Durante la semana era obligado consultar las carátulas de las películas que el cine ponía junto a la entrada principal y en lo alto de una de los accesos al Centro Comercial. Aquellos carteles, que eran verdaderos obras de arte pintadas con técnicas propias de un cuadro, servían para tener la pequeña ilusión de, quizás, poder volver a la semana siguiente a la sala a ver “Terminator” o “Los Inmortales”, pongamos por caso. Y es que la clasificación por edades de las películas no se respetaba en absoluto. Si pagabas la entrada, pasabas sin más.
Al principio iba con mi abuelo o con mi madre y su amiga Loli y sus hijas. Las esforzadas mujeres cargaban con todo tipo de cosas para solventar cualquier eventualidad durante la proyección: agua, la merienda, chucherías, pañuelos. Supongo que el espectador que le tocara a nuestro lado, sería víctima de tanta actividad y no podría disfrutar mucho de la proyección. Qué le vamos a hacer. En cualquier caso, eso duró poco, ya que no pasó mucho tiempo hasta que empecé a ir sin la compañía familiar; al fin y al cabo, mi abuelo conocía a los acomodadores, que eran del barrio y de algún modo el cine era un lugar totalmente seguro, doméstico, como estar en casa.

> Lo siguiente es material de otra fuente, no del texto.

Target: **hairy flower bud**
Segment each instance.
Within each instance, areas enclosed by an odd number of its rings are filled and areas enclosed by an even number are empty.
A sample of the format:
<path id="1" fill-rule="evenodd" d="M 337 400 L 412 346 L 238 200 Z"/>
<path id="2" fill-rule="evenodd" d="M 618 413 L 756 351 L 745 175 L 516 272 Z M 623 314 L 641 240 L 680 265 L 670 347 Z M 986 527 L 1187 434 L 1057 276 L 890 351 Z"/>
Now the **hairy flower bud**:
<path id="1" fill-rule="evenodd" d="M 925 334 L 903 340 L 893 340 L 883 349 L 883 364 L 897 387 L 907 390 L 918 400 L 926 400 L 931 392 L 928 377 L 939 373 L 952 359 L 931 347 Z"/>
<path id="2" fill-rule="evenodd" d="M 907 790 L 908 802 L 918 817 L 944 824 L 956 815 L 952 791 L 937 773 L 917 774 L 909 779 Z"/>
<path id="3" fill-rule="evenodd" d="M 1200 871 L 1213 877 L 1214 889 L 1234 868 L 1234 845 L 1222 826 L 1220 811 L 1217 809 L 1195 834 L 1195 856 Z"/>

Muchos jueves iba al colegio por la tarde, a cinco minutos del cine, con la merienda en la cartera. Con bastante impaciencia, los amiguetes del momento y yo pedíamos permiso al profesor para marcharnos diez minutos antes y así poder salir pitando al cine. Solíamos llegar un poco antes de las cinco de la tarde a la taquilla y pagábamos las 75 pesetas que costaba la entrada de los jueves, por ser el día del espectador. Una vez dentro y sentados donde al acomodador le daba la gana, ya que no eran sesiones numeradas, nos pasábamos toda la santa tarde en el cine. Hasta las nueve y algo de la noche.
Fue en el cine San Ignacio donde vi, totalmente apabullado, como un enorme destructor imperial pasaba casi por encima de mí cabeza al comienzo de “La Guerra de las Galaxias”. Tendría 7 años. También volé con Superman cuando proyectaron la insuperable versión que hizo Richard Donner de las hazañas de este superhéroe. Tendría 9 años. Y aluciné con la que se convertiría en la mejor película de aventuras de todos los tiempos (con permiso de su segunda parte): “En busca del arca perdida”. Tendría 11 años.
También tuve mis reveses. Fue imposible entrar a ver “Los Cazafantasmas”. Parecía que todo el barrio se había congregado allí. La cola serpenteaba por todo el Centro Comercial, rodeando la panadería, la carnicería y casi cualquier establecimiento… Seguramente hubo algún problema en taquilla porque una cola así nunca se había visto. Mala suerte.
Y es que en aquel tiempo no había video-club ni internet, la televisión contaba con dos canales únicamente y las películas que echaban tenían diez años o más —lo que no las hacía malas, necesariamente— y, por supuesto, la piratería informática no se había inventado. Así que fue en aquella sala abarrotada, en la que era obligado aplaudir cuando el bueno ganaba, ya fuera en el patio de butacas o en el primer piso, donde aprendí a amar el cine.
Pero todo se acaba. En sus últimos tiempos volvían a repetir películas antiguas, dejaron de comprar nuevas… Las instalaciones se deterioraron, la gente dejó de acudir y terminó por cerrar. En su lugar pusieron varios salones de bodas bajo el nombre “Cesar Palace” y una discoteca “Clip”; tal era el tamaño del local que ocupara el cine. Ambas cosas fracasaron al cabo de los años. Hoy hay un restaurante de dos pisos y un supermercado de una cadena de tantas. Una lástima.